Breaking the Silence about Gender-based Abuses in Zimbabwe
Mercedes Sayagues - IPS - 4/3/03
JOHNNESBURG, Apr 3 (IPS) - During the day, she hid in farms. At night, she slept in the bush or with goats in kraals.
Plaxedes, a polling agent for the opposition party, the Movement for Democratic Change (MDC), was hiding from the Green Bombers, Zimbabwe's feared militia. When they found her, they beat her up. They made her crawl until her knee bones showed through torn flesh.
Then, three men frog-marched her to a well-known torture base on the foothills. There, they raped her several times. Her voice breaks as she tells what happened next: "They built a big fire and burnt me with red hot metal wires in my private parts."

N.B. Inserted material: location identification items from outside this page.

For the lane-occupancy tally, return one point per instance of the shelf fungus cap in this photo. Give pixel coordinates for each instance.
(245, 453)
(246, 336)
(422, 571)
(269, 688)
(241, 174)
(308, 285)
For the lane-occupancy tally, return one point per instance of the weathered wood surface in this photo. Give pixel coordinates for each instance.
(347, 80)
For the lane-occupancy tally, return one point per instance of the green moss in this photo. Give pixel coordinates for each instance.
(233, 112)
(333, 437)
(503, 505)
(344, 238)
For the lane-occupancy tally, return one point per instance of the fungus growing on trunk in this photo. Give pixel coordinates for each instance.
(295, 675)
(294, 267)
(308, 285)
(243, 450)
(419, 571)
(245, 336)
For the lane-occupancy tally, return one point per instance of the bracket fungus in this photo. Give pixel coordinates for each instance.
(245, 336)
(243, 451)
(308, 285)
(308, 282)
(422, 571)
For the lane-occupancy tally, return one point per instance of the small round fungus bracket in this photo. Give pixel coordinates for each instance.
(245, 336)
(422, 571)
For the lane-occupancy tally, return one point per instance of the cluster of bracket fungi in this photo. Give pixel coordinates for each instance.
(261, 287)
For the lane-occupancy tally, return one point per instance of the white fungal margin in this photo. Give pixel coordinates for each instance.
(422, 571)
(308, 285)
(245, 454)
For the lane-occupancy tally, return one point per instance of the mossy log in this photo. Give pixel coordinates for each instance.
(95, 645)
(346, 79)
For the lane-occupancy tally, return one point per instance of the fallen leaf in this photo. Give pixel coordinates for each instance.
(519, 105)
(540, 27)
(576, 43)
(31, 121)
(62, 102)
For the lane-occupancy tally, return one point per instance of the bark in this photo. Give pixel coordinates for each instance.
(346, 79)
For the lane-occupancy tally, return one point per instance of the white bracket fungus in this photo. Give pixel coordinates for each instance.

Plaxedes and other Zimbabwean women raped by militia tell their stories in a powerful movie documentary premiered this week at Wits University in Johannesburg with a panel discussion afterwards.
The event kick-started a drive by the Wits Institute for Social and Economic Research (WISER) to break the silence in South Africa about massive gender-based human rights abuses -- gang rape and sexual torture, in simple words -- taking place in neighbouring Zimbabwe.
"We must push our human rights institutions and academics to make a stand about what is happening in Zimbabwe," said Sheila Meintes, a member of South Africa's Commission on Gender Equality and a lecturer in political studies at Wits University.